Reinaldo Teixeira diz entender as preocupações do emblema da Luz, “a sociedade desportiva que hoje mais recebe”, mas não teme atritos no avanço da centralização dos direitos televisivos, obrigatória a partir de 2028/29 pelo decreto-lei n.º 22-B/2021, de 22 de março.
“O Benfica é a sociedade desportiva que hoje mais recebe e tem algum receio. Mas nós sentimos uma apetência superior pelo nosso produto, não só nos direitos nacionais como internacionais. […] A lei é para se cumprir e a Liga Portugal honra-se em cumprir a lei. E, numa votação com mais de 92% de aprovação, se havia alguma dúvida, a resposta está dada”, reiterou.

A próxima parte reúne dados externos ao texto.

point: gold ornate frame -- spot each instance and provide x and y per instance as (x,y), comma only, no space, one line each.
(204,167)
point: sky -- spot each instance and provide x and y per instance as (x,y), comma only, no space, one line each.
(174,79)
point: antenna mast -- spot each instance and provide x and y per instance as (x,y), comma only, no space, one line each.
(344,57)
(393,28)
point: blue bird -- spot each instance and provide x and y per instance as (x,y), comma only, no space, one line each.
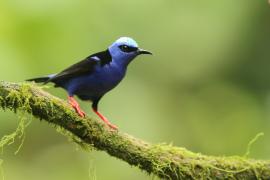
(91,78)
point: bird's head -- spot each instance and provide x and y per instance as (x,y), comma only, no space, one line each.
(125,49)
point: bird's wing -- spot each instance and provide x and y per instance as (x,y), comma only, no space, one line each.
(85,66)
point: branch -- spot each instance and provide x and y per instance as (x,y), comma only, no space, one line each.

O presidente da Liga de clubes explicou ainda a abstenção do Nacional: “O Nacional tem uma proposta para a chave de distribuição e entendia que deveria ser votada em simultâneo com o documento da comercialização”.
O próximo passo será a apresentação do documento à Autoridade da Concorrência (AdC), onde constam, entre outras matérias, a definição dos leilões a realizar, o objeto da comercialização, e a vigência dos contratos, que, no primeiro ciclo da centralização, serão “até cinco anos”, confirmou Reinaldo Teixeira.
Após a aprovação pela AdC, o tema volta à esfera dos clubes para a discussão e votação da chave de distribuição, ou seja, a forma de repartir o montante centralizado pelos clubes dos dois principais escalões, algo que terá de acontecer até ao final da temporada, que finda a 30 de junho.
“Depois virá a chave de distribuição, que já foi aprovada na sua generalidade na Liga Centralização. Nos próximos dias e semanas, vamos dar o passo para que se marque mais uma assembleia para a sua aprovação”, concluiu.